On March 1, Conover was the toast of the room, doing shtick on stage, as one of the first five inductees into the fledgling New London Sports Hall of Fame. Never mind that he'd undergone surgery for prostate cancer the week before. He was back that Tuesday night for the ceremonies, and on top of his game.
On March 7, last Monday night, Conover was led out of a gym in handcuffs by a town constable in Beacon Falls, in southwestern Connecticut. He was taken from a high school tournament basketball game, charged with breach of peace.
Waterford school administrators the superintendent, the high school principal and the athletic director stand by the coach, saying they've never come across as bizarre an episode in their careers. The athletic director at Woodland Regional High School in Beacon Falls, where the game with Waterford was played, declined to say anything.

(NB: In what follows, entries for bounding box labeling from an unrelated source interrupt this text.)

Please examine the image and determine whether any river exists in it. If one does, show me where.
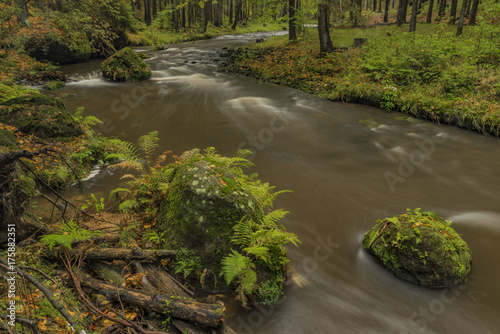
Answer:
[54,34,500,334]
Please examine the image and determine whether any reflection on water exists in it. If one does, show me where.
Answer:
[45,35,500,334]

Same for the Beacon Falls police.
Conover, who lives in Gales Ferry, has refrained from speaking out, though he may go public soon.
But a Waterford fan, the father of a player, who was at the game with a dozen or so others from town, says he saw it all, from maybe 10 feet away. He asked to remain unnamed because his kid is on the team. His account fleshes out the news account published Tuesday in the Waterbury Republican-American, and in the versions relayed by Dr. Randall Collins, the Waterford superintendent, and Waterford High Principal Donald Macrino. Neither of those men was at the game, which Waterford lost, 74-61.

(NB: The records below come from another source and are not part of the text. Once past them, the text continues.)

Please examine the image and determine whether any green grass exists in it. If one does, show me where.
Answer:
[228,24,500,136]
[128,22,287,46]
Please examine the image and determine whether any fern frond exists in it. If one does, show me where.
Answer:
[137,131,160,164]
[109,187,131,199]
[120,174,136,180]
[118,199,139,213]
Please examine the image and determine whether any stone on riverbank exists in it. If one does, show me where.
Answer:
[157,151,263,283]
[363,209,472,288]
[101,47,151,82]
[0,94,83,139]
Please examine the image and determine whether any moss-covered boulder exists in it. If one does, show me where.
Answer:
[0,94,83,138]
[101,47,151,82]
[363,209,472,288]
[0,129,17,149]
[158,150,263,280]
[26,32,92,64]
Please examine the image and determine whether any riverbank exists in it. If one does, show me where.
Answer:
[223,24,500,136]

With 2:26 left in the first half of a physical game in which Waterford was getting skunked by Woodland, one of the refs called a technical foul on Conover. Everyone agrees on that. Conover got upset, as coaches do, over a call, and badgered the ref. As play stopped so a Woodland player could take the penalty foul shot, Conover kept asking the ref for an explanation of the technical. He wasn't screaming, there was no swearing, said the father who observed it.
Then it happened. A Beacon Falls constable walked over to Conover and told him to calm down. Conover did not take the admonishment by a cop not a ref, not a coach, not anyone connected with the game placidly. He barked at the cop's imposition, his trespass on the court.
The game went on. As the teams headed to the lockers at the half, the cop, who apparently had called another constable into the gym, walked up to Conover, insisting on talking with him. Conover said he had to be with his team, that he was coaching a game. The cop persisted. The coach, and the constables, left the gym for an alcove or hallway. The next thing anyone saw was Conover in handcuffs. What passed between coach and constable is anyone's guess.
But, earlier in the game, what the Waterford father says he saw was a Woodland administrator tell the cop to go stand by the handful of Waterford fans to keep them docile. I was saying something to the ref, and the cop turns to me, puts his finger to his lips, telling me to be quiet and enjoy the game, said the father. Unbelievable. No one's ever seen that. We were getting on the refs, but nothing anybody hasn't done before.
The cop was directed to the Waterford side of the bleachers, close to the bench and the coach and, as it turned out, spontaneous combustion. I think what happened, said the father, is that the cop got embarrassed by Conover when he came to the bench during the game, and he waited to halftime, not even until after the game, to let him know. Absolutely absurd.
Collins, the superintendent, said the coach has been sent a letter, saying he should have handled matters differently. But Conover has the support of Collins and Macrino, who tout his character and his years of leadership, and blame the sorry business on the cop walking onto the court.
Conover wasn't among the first chosen for the local Hall of Fame on a lark. Whatever passed between cop and coach at halftime, the outcome, the humiliation of Conover, was the crime.
This is the opinion of Steven Slosberg.